Mi giro verso la commessa che è ancora lì, appiccicata al muro, con l’espressione confusa.
«Ti accompagno fuori» le dico «Non sia mai che quella cretina decida di vendicarsi su di te»
«Che le hai detto?»
mi chiede.
«Di andare a rifarsi il trucco»
La commessa solleva le sopracciglia ed assume un’espressione dubbiosa.
«E basta?»
«No, le ho pure detto che è brutta»
Lei scoppia a ridere. Resto interdetto.
In genere le donne sono abbastanza solidali, anche con quelle che le attaccano. Lei invece ride.
«Tu sei strana»
«E tu sei un troglodita»
ribatte, continuando a ridere.
Procediamo verso l’uscita, noto che si massaggia il braccio. Le chiedo come farà a tornare a casa, lei mi mostra un mazzo di chiavi e fa un cenno con la testa verso una fila di macchine.
«Ho la macchina parcheggiata laggiù»
Spalanco gli occhi.
«Vuoi guidare?»
Lei annuisce.
«Con quello che ti sei bevuta?»
La commessa corruga la fronte.
«Ma se non ho nemmeno finito la birra che mi ha portato Ali!»
«E tutte quelle bottiglie vuote sul tavolo?»

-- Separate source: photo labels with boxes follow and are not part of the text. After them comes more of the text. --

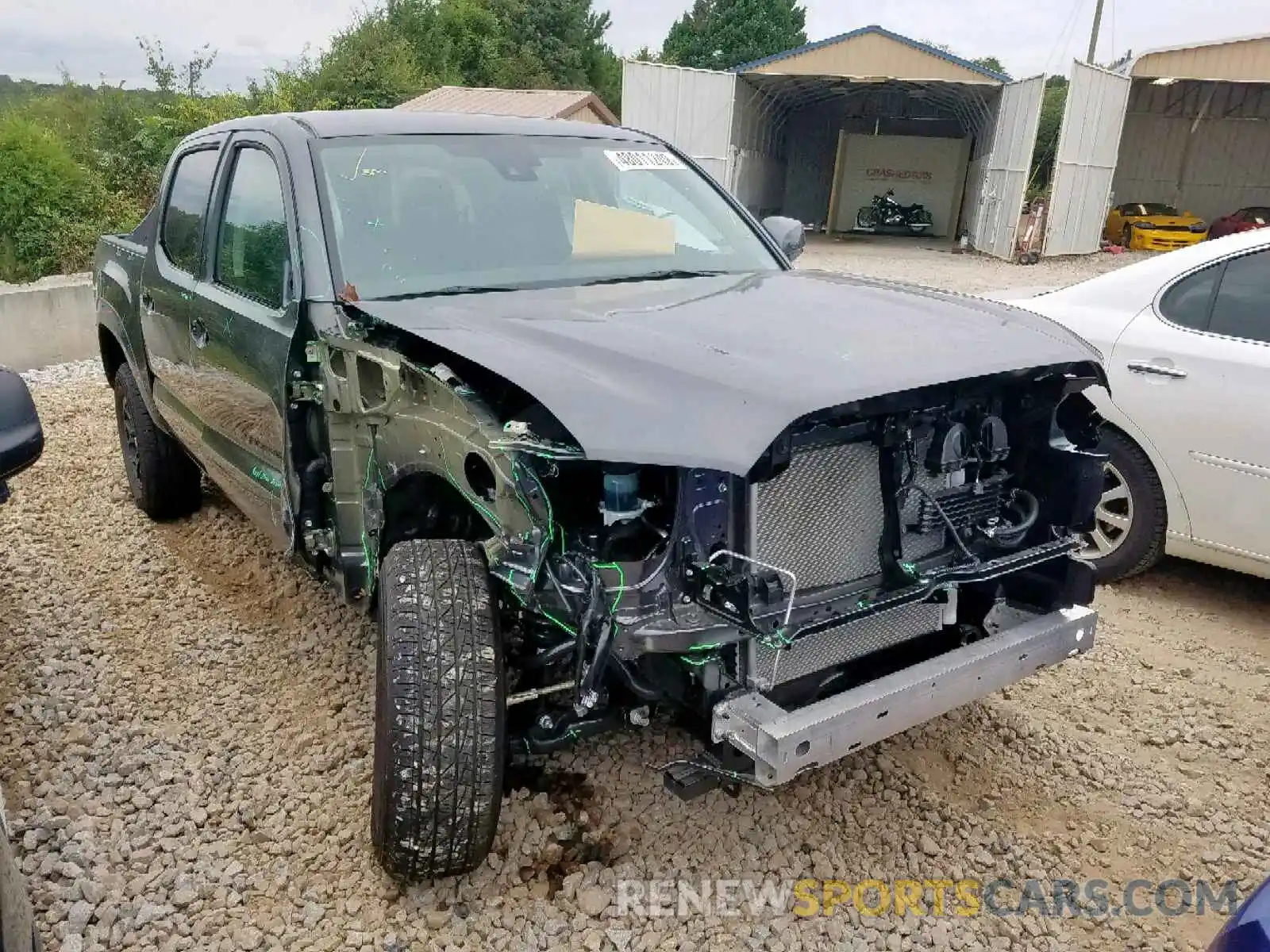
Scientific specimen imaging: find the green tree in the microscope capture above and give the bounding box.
[1029,76,1068,194]
[0,116,120,282]
[314,8,436,109]
[662,0,806,70]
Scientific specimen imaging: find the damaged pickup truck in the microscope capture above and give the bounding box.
[95,112,1105,880]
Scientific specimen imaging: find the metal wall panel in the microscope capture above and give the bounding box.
[622,60,737,186]
[969,76,1045,259]
[1133,36,1270,83]
[1113,81,1270,221]
[1043,61,1130,255]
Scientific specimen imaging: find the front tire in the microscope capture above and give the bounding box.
[112,363,202,522]
[1080,429,1168,582]
[371,539,506,882]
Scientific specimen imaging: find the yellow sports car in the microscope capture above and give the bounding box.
[1103,202,1208,251]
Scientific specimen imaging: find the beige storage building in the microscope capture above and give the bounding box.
[398,86,618,125]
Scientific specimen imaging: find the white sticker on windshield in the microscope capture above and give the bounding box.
[605,148,688,171]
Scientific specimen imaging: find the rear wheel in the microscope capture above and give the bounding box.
[371,539,506,882]
[1080,429,1168,582]
[113,363,201,522]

Lei ride di nuovo e dannazione, mi viene voglia di baciarla.
«Ci siamo sedute ad un tavolo che si era appena liberato, le bottiglie appartenevano ai tizi appena andati via»
spiega. Annuisco e mi giro a guardare l’entrata del locale. Non so se ho voglia di rientrare o se ho solo inconsciamente evitato di guardarla in faccia. Ripenso alle sue labbra, al suo sorriso che, anche se finto, è sexy da morire.
«Beh, ciao»
Le sento dire. Istintivamente mi volto di scatto e le afferro un braccio. Fa una piccola smorfia e ripenso a come si stava massaggiando. Allento un po’ la presa. Lei mi fissa. Non è spaventata, non è eccitata, mi guarda e basta. Come poco prima nel locale: impassibile, senza emozione.
Ripenso allo sguardo di quella volta, al negozio. Non è decisamente la stessa commessa che mi ha spinto ad andare via.
Mi avvicino e le dico:
«La mia serata è rovinata»
«Capita»
risponde asciutta. Rido. Che tipa. Mi avvicino di più.
«Non a me»
ribatto.
«In che modo, di preciso, posso aiutarti?»
Rido di nuovo e le metto la mano libera sul fianco.
Cazzo quanto è magra. Temo che se stringessi la presa, agguanterei sola la stoffa della gonna di jeans.
«Ian, che stai facendo?»
Il suo nome nella sua bocca mi scioglie il sangue e lo fa defluire direttamente nei pantaloni.
«Non è ovvio?»
«Sì, ma perché?»
Quante domande. Ed il mio cazzo ha iniziato a strepitare. Non ho risposte, ho solo voglia.
La bacio. Lei non si ritrae ma nemmeno ricambia. Resta ferma lì, con la bocca chiusa.
Non trema, non si muove, è immobile.
Apro gli occhi. Lei mi sta guardando. Non ho idea di cosa le passi per la testa, non c’è nessuna emozione né sul viso, né negli occhi. Niente.